Avevo puntato questo film fin dalla sua programmazione nell'ambito della Festa del cinema di Roma, ma non ero riuscita a vederlo. Già in quella circostanza ne avevo sentito parlare molto bene da diversi amici, poi il film esce in sala e la mia amica A. ne fa un post entusiastico su Facebook, cosicché la mia curiosità cresce ulteriormente.
Per fortuna, dopo averlo lisciato ancora, grazie al cinema Troisi che organizza una serata ad hoc co-organizzata con la Facoltà di psichiatria e psicologia della Sapienza Università di Roma, riesco finalmente a recuperarlo insieme a mio padre, mio ospite a Roma proprio in quei giorni.
Il film di Francesco Munzi, presente in sala e protagonista del dibattito finale insieme a Mauro Pallagrosi, dirigente medico psichiatra ASL Roma 1, è un documentario che nasce da un'esperienza molto particolare: la piccola troupe di Munzi, in particolare Valerio Azzali, trascorrono 100 giorni con il personale e i pazienti psichiatrici della ASL Roma 1, nonché le loro famiglie, e, in questo tempo, la telecamera riesce miracolosamente a scomparire, restituendoci la quotidianità di questo luogo e delle persone che lo popolano.
Ovviamente, non tutte le unità di personale né tutti i pazienti si sono resi disponibili a comparire nel film, ma le storie che Munzi e Azzali ci propongono costituiscono uno spaccato umano di grandissima intensità e valore.

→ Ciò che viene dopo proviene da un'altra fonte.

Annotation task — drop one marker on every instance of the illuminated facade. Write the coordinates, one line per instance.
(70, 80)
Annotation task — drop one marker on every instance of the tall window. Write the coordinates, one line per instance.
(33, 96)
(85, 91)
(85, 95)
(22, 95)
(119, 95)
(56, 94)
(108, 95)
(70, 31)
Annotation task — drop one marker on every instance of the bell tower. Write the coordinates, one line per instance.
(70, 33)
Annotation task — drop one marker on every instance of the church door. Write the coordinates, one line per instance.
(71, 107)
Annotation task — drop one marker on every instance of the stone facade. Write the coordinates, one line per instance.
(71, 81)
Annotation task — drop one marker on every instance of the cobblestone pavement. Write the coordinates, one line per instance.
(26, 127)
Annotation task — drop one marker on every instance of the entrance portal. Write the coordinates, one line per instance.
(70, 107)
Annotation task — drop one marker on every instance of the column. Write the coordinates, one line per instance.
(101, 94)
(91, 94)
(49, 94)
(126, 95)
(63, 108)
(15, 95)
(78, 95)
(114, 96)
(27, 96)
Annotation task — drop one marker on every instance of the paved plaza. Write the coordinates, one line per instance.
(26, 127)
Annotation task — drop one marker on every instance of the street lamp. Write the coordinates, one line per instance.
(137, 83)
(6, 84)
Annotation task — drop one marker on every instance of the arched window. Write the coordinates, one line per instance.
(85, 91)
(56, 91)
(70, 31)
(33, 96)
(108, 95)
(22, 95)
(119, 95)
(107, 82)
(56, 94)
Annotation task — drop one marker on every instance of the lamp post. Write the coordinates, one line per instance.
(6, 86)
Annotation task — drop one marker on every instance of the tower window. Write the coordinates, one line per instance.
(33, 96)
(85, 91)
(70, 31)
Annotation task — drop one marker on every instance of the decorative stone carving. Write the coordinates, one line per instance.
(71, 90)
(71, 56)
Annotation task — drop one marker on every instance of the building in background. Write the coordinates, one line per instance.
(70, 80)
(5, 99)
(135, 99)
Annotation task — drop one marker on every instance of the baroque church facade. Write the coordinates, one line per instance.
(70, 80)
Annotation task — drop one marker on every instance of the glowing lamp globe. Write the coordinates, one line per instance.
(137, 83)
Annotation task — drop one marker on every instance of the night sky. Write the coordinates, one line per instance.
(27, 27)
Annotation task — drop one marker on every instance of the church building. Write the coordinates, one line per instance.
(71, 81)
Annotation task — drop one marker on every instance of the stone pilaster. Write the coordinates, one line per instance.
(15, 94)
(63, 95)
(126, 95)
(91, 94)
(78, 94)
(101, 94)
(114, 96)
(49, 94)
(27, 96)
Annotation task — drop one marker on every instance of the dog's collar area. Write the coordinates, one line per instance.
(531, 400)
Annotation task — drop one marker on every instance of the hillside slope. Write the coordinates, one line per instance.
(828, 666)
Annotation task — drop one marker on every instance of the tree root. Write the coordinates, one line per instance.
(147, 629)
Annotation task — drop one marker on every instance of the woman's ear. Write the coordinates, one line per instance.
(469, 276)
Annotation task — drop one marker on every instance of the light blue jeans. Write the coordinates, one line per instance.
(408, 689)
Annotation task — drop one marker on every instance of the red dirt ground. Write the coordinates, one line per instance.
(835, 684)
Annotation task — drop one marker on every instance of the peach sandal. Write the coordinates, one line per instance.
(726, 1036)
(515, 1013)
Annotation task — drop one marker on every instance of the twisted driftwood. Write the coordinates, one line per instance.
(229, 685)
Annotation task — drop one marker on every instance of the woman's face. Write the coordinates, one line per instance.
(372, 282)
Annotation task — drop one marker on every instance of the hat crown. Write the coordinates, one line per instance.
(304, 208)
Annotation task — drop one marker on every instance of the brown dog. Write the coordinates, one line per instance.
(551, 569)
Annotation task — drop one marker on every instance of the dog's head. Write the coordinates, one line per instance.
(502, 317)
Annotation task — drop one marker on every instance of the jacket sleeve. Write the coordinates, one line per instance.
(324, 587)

Di fronte a noi le storie di Dimitri, ragazzo ucraino adottato quando aveva tre anni che sembra vivere in uno stato di apatia e sfiducia verso il futuro e ha un rapporto difficile con i genitori separati, Georgiana che ha avuto una figlia che le è stata tolta ma con cui vorrebbe ricongiungersi, Silvia che ha disturbi alimentari e non vuole separarsi dal padre, un ragazzo di 43 anni che vive in un delirio di persecuzione e di dissociazione dalla realtà, una ragazza di colore che si muove con circospezione e sembra rifuggire tutti.
Si tratta di storie difficili con percorsi terapeutici lunghi e non scontati, carichi di sofferenza e con prospettive incerte, eppure Munzi riesce nel non facile risultato di restituirci intera l'umanità di tutte le persone coinvolte, i pazienti, le famiglie, gli operatori sanitari. L'empatia è totale, anche con chi evidentemente ha una sofferenza psichica importante, e passa attraverso la possibilità - se non di una vera e propria comprensione - quanto meno di una compassione, intesa in senso letterale, ossia di sentire insieme a queste persone.
Assistiamo così ai colloqui tra pazienti e operatori, tra familiari e operatori, o anche a incontri allargati in cui partecipano insieme pazienti e familiari, oppure anche tutti i pazienti della struttura. Assistiamo anche a momenti difficili, momenti di crisi, di ribellione, di sofferenza, ma il film prende il volo soprattutto nel trasmetterci anche occasioni di incontro emotivo, di serenità, di chiarimento e addirittura momenti che definirei di pura poesia. C'è tanto pudore e tanto amore nella telecamera di Munzi che ci trasmette un voler bene, che finisce per essere anche il nostro, e che ci dimostra ancora una volta che solo la conoscenza aiuta a superare il pregiudizio ovvero i giudizi semplificati.
Il regista ci spiega durante il dibattito anche la scelta di introdurre nel film - quasi a creare dei veri e propri momenti onirici o di pausa - degli spezzoni tratti da filmini familiari (non direttamente relativi ai protagonisti) o ricavati da film sperimentali del passato. Si tratta - come ci dice Munzi - di suggestioni di tipo molto personale e forse arbitrario, che però ogni spettatore può cogliere e interpretare come vuole.
Si tratta in ogni caso di un asse "narrativo" parallelo che certamente aiuta a ritmare il racconto e in un certo senso ad amplificarlo, e che si affianca a un montaggio del girato molto efficace nello spostarsi da un personaggio all'altro e da una situazione all'altra in maniera intelligente e attrattiva per lo spettatore.
In definitiva il film di Munzi è un regalo prezioso che per una volta - ce ne vorrebbero molte di più di occasioni così - ci aiuta ad assumere, con intelligenza e sensibilità, un punto di vista davvero altro, e a renderci più consapevoli di una umanità ferita (che come ci dicono i titoli di coda è sempre più ampia, soprattutto dopo la pandemia) e che meriterebbe più attenzioni da parte delle istituzioni.
Al contrario, quello a cui assistiamo sono tagli alle strutture e al personale e rimozione collettiva, ossia la negazione di quello che una società davvero civile dovrebbe auspicare.